Recently in Ruby Core - March edition

Many Ruby developers don’t have time to keep up to date with the recent developments inside Ruby core. To make this easier I decided to write up the most recent progress that is happening inside the Ruby Bug tracker. I won’t summarize bug tickets, but only feature proposals. But if an important Bug ticket rises I will mention it at the end.

Here are the most important issues being discussed in the month of March:

Documentation improvements for combining multiple hash values

In this issue Chris Seaton is proposing that the documentation should be improved so that we developers are pointed into the right direction when we want to combine multiple values into a hash code.

When would we need to combine hash values?

If we want a custom class to be able to be a key in a Hash we need to implement the custom #hash method. This method will be called from the VM when it needs to put the connected value into the correct bucket.

What issue does this feature solve?

Many developers are using sub optimal methods to create this custom #hash method, resulting in unnecessary hash table collisions, resulting in bad performance.

With this feature approved the developers will be pointed into the right direction to implement this method.

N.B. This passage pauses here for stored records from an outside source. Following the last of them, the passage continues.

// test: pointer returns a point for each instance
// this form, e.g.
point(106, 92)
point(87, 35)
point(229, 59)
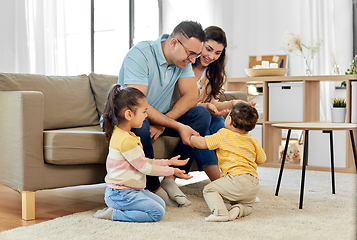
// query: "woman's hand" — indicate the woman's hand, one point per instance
point(176, 162)
point(181, 174)
point(234, 102)
point(185, 133)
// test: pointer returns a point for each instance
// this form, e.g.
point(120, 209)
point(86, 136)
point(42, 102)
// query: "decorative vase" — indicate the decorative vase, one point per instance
point(338, 114)
point(309, 66)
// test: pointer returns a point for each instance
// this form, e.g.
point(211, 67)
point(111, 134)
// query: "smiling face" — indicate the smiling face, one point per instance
point(211, 51)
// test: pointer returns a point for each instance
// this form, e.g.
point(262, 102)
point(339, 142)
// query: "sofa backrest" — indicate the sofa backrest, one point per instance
point(101, 85)
point(68, 100)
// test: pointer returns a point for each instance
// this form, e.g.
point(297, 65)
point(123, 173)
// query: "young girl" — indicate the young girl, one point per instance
point(210, 74)
point(127, 166)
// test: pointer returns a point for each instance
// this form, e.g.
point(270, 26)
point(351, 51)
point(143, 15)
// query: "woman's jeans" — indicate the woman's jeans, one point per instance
point(206, 157)
point(198, 118)
point(132, 205)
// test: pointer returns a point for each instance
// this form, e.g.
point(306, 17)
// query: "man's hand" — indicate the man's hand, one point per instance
point(214, 111)
point(181, 174)
point(156, 131)
point(185, 133)
point(234, 102)
point(176, 162)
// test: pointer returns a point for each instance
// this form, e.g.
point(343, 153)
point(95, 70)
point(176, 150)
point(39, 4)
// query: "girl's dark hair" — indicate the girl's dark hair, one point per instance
point(216, 72)
point(119, 99)
point(244, 116)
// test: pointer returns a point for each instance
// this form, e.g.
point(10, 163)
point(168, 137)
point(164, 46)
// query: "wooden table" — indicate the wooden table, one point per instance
point(307, 126)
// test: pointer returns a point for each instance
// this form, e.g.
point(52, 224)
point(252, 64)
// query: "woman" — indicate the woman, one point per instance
point(210, 73)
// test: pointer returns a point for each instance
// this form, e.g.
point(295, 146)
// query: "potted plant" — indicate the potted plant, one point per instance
point(338, 110)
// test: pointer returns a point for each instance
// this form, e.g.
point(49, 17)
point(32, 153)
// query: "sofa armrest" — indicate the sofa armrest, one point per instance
point(21, 139)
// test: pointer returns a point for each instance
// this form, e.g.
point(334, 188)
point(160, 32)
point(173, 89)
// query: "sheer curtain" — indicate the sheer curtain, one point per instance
point(331, 21)
point(33, 37)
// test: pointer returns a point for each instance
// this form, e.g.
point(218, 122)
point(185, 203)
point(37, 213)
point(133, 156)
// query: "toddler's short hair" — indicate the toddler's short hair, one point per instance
point(244, 116)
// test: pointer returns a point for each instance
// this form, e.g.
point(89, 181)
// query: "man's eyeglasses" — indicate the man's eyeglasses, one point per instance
point(190, 54)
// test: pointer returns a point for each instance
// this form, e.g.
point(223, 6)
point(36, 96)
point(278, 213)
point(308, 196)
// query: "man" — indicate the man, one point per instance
point(154, 67)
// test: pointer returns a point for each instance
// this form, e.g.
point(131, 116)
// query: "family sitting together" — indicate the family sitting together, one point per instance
point(156, 95)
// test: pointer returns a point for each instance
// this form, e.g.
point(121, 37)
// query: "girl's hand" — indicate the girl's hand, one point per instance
point(181, 174)
point(176, 162)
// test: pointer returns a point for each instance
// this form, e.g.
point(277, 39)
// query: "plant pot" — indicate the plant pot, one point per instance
point(338, 114)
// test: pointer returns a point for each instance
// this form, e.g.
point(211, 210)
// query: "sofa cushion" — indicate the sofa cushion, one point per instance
point(73, 146)
point(68, 100)
point(101, 85)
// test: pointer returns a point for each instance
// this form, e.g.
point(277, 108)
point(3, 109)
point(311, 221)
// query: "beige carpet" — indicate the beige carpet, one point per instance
point(324, 216)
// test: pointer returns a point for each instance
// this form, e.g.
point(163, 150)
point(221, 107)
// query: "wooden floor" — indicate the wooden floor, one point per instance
point(50, 204)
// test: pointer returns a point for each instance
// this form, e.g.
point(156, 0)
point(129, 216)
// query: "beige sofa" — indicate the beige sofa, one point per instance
point(50, 135)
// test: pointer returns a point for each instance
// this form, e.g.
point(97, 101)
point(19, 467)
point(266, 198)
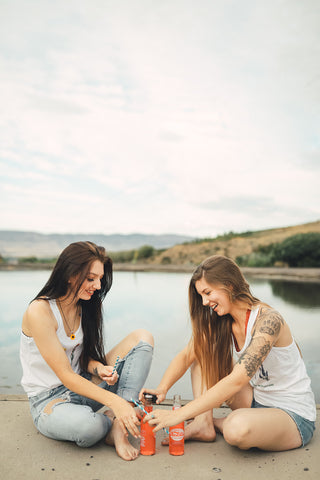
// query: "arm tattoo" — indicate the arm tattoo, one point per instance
point(254, 355)
point(268, 324)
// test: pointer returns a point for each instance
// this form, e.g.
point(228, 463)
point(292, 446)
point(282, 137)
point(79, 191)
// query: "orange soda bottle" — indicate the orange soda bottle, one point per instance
point(147, 437)
point(176, 433)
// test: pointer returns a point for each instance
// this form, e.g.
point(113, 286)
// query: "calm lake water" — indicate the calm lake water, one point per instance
point(159, 303)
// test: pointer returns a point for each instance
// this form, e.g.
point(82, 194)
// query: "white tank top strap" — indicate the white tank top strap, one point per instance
point(56, 312)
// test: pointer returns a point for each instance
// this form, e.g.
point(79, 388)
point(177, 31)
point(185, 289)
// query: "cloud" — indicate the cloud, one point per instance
point(137, 116)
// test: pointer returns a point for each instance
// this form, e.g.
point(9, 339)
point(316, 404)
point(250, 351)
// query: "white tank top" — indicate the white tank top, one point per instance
point(282, 380)
point(37, 375)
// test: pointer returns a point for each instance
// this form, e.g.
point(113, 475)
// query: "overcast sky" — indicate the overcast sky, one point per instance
point(185, 116)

Which is quite easy most of the time:

class MyCustomClass
  def initialize(attrs)
    @x = attrs[:x]
    @y = attrs[:y]
  end
  def hash
    [@x, @y].hash
  end
end

Another thing that is proposed is that this best practice is further optimized inside the VM resulting in even better performance.

Merging WASI based WebAssembly support into CRuby

This issue was proposed quite some time ago, but in came into fruition more recently. (To be honest this was done before march but I came across this only recently because I stumbled across this medium blog post.)

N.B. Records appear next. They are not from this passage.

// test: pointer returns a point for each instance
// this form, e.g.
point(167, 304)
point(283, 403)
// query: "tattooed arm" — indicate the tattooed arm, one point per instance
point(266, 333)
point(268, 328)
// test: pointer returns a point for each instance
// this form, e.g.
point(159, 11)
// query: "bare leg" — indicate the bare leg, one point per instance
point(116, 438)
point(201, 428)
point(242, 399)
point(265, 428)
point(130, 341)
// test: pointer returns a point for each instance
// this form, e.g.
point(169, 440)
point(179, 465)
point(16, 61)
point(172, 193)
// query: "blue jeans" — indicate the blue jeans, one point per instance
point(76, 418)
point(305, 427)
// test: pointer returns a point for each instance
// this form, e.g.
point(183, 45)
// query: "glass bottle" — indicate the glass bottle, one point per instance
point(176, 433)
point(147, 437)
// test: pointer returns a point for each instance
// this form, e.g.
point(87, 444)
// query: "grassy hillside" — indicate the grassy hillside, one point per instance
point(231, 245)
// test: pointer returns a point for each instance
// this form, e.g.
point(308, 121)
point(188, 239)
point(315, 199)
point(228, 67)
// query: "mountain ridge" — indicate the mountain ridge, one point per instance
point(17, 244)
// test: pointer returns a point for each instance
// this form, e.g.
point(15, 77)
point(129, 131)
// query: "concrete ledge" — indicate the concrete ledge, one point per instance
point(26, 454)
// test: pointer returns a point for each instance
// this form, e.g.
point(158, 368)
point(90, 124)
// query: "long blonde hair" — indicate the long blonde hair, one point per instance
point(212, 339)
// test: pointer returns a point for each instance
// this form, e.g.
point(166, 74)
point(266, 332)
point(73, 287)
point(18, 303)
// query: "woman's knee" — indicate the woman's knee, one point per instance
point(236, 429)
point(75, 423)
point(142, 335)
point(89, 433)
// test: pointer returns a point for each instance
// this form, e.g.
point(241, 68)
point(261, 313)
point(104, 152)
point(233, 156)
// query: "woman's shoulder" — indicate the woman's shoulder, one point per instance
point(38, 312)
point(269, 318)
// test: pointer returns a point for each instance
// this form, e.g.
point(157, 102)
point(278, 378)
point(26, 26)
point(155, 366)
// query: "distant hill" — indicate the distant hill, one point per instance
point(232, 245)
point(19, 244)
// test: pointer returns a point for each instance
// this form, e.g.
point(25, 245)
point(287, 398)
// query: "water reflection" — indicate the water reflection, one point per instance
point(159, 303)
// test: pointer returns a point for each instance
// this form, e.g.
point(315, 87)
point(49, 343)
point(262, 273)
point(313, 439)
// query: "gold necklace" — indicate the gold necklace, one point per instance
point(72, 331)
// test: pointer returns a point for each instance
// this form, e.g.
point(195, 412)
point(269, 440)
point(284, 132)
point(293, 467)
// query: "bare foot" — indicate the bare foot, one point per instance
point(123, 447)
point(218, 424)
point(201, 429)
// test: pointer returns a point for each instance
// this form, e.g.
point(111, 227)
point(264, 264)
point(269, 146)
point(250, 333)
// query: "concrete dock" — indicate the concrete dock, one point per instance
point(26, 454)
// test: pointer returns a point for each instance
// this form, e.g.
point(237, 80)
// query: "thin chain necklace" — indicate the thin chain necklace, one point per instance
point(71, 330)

When no issues are found Ruby 3.2 will support the WASI platform as well. Meaning it would be possible to run Ruby inside the browser and, more importantly, to deploy a wasi image and use Ruby for edge computing or just to deploy a script easily. Because the image has the Ruby VM included the computer running the script wouldn’t have to have a Ruby installed. To test this out you can already download the Ruby 3.2 preview 1 version.

No clobber def

In this issue Ed Mangimelli is proposing to add a way for a developer who consumes a library to get some feedback when he creates a new method overwriting an existing one. Right now he proposes that this feedback should be an Exception that is thrown when the file is parsed.

There has been a little bit of feedback yet, mainly from people who like this idea but no core committer has commented on this issue yet. Also, there might be a pure Ruby solution already so we will see if this proposal makes it into Ruby.

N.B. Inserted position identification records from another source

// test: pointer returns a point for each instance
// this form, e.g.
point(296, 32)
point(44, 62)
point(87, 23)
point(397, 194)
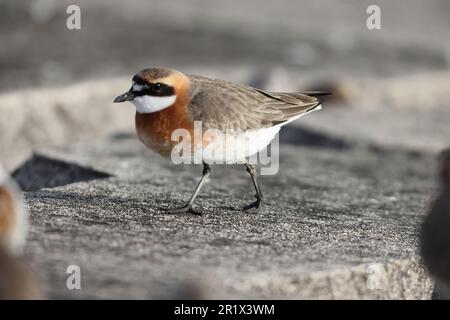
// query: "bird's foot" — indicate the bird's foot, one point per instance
point(257, 205)
point(187, 208)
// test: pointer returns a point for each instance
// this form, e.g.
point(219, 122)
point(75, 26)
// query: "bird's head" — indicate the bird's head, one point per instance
point(155, 89)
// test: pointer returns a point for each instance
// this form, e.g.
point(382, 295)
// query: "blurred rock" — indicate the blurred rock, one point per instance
point(34, 118)
point(435, 239)
point(16, 280)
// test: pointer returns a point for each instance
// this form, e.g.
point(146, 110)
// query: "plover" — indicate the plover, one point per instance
point(167, 100)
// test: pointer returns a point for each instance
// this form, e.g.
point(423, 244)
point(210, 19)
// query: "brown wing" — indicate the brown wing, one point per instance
point(225, 105)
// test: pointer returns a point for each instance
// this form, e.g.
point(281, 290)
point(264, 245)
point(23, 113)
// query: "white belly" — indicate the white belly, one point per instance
point(235, 148)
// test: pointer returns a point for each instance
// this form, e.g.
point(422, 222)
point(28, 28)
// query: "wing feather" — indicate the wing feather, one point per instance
point(225, 105)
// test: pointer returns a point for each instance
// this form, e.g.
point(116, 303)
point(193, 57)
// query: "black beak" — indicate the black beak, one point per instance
point(127, 96)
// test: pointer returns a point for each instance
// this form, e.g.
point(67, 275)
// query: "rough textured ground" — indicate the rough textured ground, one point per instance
point(339, 223)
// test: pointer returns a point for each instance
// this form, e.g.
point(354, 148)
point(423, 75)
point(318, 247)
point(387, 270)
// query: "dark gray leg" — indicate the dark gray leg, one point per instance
point(187, 208)
point(259, 197)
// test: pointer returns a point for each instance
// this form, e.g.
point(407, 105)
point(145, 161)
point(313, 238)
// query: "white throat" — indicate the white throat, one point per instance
point(150, 104)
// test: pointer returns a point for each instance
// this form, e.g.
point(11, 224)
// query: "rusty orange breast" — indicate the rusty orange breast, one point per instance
point(155, 129)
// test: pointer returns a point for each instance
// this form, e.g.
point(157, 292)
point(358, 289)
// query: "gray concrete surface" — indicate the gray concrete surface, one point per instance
point(339, 223)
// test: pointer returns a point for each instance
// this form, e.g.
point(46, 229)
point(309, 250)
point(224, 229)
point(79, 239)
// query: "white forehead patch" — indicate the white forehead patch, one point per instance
point(137, 87)
point(150, 104)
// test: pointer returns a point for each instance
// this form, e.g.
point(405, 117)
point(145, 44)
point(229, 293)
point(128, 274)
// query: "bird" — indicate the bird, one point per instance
point(167, 100)
point(16, 279)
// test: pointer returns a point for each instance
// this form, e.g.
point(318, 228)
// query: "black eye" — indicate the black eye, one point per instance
point(157, 87)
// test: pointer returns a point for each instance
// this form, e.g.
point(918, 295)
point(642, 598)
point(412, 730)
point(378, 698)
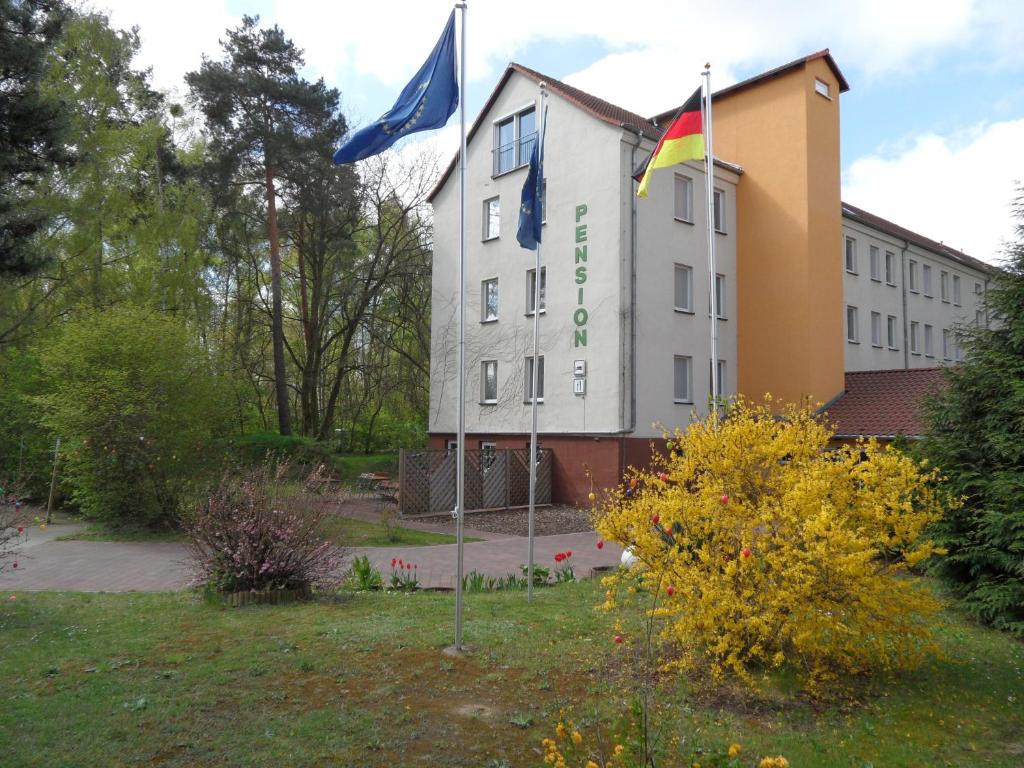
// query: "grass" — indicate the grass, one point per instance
point(168, 680)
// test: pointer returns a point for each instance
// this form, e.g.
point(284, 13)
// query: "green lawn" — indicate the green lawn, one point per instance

Reverse the order of GC Compaction cursor movement

In Ruby 2.7 a manual garbage collection (GC) compaction was added. In this issue a change to the algorithm is proposed. The reason for this is twofold: The current way to compact after GC makes it very hard to move objects between size pools. The second reason is that the compactor is missing some size pools. Here is the current progress.

What is a size pool?

A size pool is a heap with a fixed size that can contain multiple objects, depending on the size. Ruby has now multiple size pools and all of them have an own heap and scan/compact cursor which creates the problem this issue is trying to solve.

Introduce general IO#timeout and IO#timeout=for all (non-)blocking operations

This feature is relevant mainly because of the Fiber scheduler. If this PR gets merged all non-blocking IO instances can have a timeout per IO instance. This way the developer can create a new timeout for every call to an IO operation and also handle the error.

What is the Fiber scheduler again?

The Fiber scheduler makes it possible to write an auto-switching event loop. When a non-blocking IO event happens the event loop can run another Fiber and therefore increase throughput drastically. The async gem, which is developed from the same developer who created the scheduler, is the most famous event loop that utilizes this Ruby feature.

Variable Width Allocation: Arrays

This feature proposal comes with a PR as well. It is not a user facing enhancement but it is part of a long running improvement to the Ruby VM. The first improvement was already merged when the variable width allocation was implemented for Strings

What is a variable width allocation?

Right now most bigger objects have the data for them split in different places in the memory. This is a bad thing because the CPU can’t cache it in a good way and therefore the performance decreases massively. Variable width allocation solves this problem by putting the data right after the metadata into the memory. So, after this is done for most of the objects the performance should be significantly improved. For more information take a look into this talk from the author himself.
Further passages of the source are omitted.